I love Thai red curry! The creaminess of the coconut milk paired with the spiciness of the curry paste and packed full of nutrient rich veggies is what my dreams are made of. This version is just as good with or without the chicken. Serve over your favorite rice for soaking up all of the delicious sauce.

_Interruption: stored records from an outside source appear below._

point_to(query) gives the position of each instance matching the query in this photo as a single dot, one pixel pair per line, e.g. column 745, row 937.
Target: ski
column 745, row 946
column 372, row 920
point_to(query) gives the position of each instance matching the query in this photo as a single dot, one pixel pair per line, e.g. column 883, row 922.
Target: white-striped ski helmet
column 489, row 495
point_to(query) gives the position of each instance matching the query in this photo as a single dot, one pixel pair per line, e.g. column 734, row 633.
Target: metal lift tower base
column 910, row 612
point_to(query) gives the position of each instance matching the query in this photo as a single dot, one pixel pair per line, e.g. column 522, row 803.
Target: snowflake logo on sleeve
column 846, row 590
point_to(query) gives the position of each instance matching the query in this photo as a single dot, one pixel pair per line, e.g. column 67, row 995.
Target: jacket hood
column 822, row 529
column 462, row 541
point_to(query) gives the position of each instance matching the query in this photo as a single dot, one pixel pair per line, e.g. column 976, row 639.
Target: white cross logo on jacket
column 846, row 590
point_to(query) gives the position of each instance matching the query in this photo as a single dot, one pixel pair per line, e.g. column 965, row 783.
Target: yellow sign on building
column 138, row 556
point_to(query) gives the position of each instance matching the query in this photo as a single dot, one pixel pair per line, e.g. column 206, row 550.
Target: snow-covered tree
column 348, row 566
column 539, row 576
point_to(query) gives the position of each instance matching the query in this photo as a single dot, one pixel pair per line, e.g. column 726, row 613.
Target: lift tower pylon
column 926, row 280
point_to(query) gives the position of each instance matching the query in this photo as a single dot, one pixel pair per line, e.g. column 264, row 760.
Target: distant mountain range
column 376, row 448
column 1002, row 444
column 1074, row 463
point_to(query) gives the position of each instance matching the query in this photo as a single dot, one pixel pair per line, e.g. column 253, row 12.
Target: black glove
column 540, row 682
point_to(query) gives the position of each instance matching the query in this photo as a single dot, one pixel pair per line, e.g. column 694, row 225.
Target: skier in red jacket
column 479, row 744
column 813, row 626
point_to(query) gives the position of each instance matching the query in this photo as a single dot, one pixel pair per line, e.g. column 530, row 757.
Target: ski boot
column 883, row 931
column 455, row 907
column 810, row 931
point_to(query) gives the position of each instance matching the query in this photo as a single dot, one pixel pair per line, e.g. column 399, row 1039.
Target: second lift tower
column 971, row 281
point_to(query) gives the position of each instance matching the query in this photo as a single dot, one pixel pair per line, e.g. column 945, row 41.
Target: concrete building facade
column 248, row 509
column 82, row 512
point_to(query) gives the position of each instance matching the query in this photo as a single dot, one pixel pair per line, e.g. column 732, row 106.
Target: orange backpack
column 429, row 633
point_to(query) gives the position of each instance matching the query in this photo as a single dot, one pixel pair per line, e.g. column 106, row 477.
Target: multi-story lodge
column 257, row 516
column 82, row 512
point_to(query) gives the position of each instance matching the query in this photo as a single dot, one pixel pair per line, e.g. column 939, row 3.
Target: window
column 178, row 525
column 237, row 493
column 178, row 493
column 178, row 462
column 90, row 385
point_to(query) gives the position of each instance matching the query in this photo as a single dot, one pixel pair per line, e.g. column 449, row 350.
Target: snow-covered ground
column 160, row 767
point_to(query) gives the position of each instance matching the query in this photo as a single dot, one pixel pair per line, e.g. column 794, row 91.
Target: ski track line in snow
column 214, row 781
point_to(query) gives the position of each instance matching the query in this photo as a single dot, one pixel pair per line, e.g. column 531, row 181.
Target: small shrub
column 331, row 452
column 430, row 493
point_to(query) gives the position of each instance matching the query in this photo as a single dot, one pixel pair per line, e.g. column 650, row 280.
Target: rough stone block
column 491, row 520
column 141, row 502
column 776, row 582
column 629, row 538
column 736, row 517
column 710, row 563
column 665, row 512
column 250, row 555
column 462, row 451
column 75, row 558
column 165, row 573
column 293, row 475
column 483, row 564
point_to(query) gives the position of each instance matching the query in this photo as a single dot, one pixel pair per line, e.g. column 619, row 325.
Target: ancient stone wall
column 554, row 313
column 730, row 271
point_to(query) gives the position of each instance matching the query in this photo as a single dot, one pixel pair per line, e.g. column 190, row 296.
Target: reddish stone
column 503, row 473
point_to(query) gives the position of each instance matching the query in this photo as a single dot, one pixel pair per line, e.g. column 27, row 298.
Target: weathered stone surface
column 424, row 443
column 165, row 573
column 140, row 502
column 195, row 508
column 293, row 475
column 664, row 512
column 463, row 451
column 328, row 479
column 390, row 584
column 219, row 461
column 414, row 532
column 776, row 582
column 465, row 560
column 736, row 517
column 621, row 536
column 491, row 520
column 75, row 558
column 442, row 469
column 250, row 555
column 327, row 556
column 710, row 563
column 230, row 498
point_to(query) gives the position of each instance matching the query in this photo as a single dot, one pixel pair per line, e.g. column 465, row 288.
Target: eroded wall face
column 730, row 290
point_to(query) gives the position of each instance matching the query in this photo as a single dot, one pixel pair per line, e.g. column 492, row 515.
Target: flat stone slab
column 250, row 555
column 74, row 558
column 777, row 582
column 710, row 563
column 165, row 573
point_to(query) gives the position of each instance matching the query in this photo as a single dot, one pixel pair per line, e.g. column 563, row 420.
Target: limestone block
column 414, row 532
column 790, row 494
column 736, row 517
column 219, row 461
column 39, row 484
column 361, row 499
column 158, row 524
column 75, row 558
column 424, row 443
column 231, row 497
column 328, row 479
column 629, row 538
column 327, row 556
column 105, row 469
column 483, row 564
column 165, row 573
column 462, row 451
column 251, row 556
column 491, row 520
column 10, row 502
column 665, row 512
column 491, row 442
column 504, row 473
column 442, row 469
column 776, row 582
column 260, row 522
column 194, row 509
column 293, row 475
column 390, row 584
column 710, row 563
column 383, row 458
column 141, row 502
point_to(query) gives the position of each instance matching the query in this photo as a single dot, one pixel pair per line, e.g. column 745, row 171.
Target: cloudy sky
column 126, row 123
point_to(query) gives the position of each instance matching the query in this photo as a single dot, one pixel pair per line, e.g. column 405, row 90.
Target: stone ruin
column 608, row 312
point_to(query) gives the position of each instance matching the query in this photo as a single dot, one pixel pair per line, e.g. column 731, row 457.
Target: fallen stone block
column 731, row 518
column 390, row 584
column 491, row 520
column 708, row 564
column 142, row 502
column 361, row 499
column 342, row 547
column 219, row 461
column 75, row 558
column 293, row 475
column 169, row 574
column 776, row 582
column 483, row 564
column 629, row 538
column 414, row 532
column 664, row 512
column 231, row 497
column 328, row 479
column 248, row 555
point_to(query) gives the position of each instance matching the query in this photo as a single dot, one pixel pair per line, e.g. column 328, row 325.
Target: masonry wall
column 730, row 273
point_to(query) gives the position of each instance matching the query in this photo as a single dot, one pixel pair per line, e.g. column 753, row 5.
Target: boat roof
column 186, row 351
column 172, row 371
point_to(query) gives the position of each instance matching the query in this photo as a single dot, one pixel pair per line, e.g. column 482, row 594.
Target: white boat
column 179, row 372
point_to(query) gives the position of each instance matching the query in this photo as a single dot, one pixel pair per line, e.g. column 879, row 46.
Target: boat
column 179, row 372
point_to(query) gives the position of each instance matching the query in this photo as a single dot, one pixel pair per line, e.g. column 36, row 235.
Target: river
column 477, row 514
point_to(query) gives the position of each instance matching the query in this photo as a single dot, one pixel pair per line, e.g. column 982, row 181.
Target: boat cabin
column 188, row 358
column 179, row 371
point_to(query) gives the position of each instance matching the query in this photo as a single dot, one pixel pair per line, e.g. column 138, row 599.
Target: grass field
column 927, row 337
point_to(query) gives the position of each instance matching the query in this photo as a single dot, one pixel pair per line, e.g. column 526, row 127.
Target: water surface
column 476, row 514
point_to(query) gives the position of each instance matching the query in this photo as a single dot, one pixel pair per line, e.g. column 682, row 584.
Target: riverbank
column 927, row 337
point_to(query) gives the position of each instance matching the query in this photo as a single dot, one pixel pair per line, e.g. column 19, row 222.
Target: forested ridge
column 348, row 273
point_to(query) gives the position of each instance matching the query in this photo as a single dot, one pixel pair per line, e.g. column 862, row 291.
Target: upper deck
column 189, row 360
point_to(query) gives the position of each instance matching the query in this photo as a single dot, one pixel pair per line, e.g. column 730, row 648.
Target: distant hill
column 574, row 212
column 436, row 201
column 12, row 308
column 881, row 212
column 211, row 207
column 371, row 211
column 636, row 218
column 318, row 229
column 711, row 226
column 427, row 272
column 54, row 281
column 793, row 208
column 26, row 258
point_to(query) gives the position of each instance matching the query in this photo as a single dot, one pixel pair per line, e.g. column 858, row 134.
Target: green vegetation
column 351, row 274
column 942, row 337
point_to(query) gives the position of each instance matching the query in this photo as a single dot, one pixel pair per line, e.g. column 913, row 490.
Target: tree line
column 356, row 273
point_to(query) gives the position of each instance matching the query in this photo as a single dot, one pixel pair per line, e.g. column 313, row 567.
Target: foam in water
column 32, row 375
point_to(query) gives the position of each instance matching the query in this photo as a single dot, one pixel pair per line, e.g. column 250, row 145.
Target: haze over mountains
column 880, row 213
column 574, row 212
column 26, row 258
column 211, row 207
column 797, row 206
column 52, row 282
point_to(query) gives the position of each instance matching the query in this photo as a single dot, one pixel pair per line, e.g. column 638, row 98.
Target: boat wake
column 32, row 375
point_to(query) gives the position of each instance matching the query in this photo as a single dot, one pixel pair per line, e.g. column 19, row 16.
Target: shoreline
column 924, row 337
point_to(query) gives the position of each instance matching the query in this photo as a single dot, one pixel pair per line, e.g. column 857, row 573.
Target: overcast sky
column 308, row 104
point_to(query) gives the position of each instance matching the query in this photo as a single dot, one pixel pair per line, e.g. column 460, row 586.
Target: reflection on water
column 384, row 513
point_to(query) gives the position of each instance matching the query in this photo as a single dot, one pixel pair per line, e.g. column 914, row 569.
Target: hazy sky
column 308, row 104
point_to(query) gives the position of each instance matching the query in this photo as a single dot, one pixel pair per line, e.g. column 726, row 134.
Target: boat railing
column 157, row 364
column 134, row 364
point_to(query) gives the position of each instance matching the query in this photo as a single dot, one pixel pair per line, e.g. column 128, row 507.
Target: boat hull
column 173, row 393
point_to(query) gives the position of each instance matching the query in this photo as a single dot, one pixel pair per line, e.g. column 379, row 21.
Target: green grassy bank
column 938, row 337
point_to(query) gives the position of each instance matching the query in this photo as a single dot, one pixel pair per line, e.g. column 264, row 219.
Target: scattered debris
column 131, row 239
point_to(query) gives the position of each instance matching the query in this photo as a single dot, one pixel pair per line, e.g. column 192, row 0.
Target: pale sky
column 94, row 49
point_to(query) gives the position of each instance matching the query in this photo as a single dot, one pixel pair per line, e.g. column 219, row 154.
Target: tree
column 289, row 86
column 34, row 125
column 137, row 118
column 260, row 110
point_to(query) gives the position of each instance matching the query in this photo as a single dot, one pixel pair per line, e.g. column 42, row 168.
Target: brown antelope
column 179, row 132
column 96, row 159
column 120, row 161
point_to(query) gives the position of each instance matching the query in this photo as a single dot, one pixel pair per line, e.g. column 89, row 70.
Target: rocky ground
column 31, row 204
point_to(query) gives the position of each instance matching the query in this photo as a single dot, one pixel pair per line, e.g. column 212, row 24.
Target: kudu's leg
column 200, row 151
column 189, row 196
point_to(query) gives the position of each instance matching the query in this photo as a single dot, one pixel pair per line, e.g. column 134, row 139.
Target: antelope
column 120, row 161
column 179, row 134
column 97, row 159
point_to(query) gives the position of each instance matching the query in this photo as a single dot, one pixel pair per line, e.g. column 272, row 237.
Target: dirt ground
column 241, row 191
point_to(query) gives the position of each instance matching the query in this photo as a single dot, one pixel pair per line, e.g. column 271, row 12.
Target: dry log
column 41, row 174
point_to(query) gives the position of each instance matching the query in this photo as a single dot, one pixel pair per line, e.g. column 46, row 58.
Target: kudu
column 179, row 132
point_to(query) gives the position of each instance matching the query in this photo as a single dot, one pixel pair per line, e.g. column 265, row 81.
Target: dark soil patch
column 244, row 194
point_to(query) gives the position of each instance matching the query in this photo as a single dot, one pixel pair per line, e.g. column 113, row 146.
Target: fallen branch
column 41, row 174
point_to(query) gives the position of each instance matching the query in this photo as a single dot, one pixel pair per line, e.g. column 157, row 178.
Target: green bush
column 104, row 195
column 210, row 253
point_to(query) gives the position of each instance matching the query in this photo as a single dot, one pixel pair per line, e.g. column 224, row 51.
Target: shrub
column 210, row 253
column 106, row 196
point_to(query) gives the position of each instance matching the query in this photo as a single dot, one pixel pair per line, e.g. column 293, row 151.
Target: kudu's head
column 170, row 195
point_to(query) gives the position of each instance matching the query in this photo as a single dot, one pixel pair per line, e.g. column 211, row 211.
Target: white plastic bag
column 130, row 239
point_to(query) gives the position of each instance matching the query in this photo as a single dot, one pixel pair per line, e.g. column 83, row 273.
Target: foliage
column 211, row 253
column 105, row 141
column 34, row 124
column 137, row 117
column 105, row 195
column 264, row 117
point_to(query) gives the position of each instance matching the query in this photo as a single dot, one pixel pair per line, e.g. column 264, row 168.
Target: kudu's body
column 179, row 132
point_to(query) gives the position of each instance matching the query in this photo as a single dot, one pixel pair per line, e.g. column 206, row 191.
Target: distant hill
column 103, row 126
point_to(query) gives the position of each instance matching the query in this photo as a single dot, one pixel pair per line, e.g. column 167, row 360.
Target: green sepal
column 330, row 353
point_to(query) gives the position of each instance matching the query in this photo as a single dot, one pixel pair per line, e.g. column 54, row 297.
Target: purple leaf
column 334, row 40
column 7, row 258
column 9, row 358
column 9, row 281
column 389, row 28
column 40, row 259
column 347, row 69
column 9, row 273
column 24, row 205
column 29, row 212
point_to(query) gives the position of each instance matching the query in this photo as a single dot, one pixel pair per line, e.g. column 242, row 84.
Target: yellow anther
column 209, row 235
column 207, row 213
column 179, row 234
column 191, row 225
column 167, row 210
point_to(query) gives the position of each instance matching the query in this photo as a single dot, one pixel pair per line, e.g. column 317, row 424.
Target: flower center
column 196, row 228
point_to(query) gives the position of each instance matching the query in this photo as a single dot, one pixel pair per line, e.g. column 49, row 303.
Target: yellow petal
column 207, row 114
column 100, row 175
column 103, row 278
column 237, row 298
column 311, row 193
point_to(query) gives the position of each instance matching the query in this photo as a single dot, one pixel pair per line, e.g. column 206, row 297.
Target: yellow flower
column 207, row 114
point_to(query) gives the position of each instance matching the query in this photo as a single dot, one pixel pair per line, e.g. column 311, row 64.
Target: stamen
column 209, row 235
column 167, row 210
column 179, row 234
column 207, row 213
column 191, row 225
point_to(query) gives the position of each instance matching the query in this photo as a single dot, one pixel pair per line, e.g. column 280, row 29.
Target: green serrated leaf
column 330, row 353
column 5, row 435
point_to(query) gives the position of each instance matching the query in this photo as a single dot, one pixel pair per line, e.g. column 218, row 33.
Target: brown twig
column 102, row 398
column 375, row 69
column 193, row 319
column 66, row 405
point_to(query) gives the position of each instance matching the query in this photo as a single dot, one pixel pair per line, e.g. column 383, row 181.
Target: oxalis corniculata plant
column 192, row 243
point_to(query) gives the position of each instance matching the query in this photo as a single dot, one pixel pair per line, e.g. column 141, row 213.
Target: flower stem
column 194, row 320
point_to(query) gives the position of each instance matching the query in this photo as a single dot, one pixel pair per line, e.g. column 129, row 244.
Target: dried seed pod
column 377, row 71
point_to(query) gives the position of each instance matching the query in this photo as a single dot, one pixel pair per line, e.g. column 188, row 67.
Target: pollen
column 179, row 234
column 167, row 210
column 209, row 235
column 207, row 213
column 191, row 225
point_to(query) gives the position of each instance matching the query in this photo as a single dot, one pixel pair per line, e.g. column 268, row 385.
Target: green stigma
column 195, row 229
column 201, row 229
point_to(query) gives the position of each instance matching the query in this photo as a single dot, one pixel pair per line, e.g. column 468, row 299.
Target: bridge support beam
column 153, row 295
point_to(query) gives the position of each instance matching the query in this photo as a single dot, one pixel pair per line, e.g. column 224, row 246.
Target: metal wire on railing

To make this #dinnerdoneby9am I dump everything (except spinach) in the slow cooker in the morning, cook on low for 6 hours, then switch to warm and stir in the spinach last minute just before serving.

-2 cans coconut milk
-6 Tbsp brown sugar
-2 Tbsp soy sauce, tamari or fish sauce
-4 Tbsp lime juice
-4-6 Tbsp red curry paste (depending on how spicy you like it)
-(optional) chicken breast, cut into large chuncks
-1 onion, thinly sliced
-1 sweet potato, diced
-1 bell pepper, sliced
-2 carrots, peeled and diced
-1 pack mushrooms, sliced
-6 oz spinach, torn into bite sized pieces

In a greased slow cooker, stir together coconut milk through red curry paste. Add remaining ingredients except spinach. Cook on low for 6 hours, or until potatoes are tender and chicken is cooked through (if using). Stir in spinach and let cook 10 additional minutes. Serve over warm rice.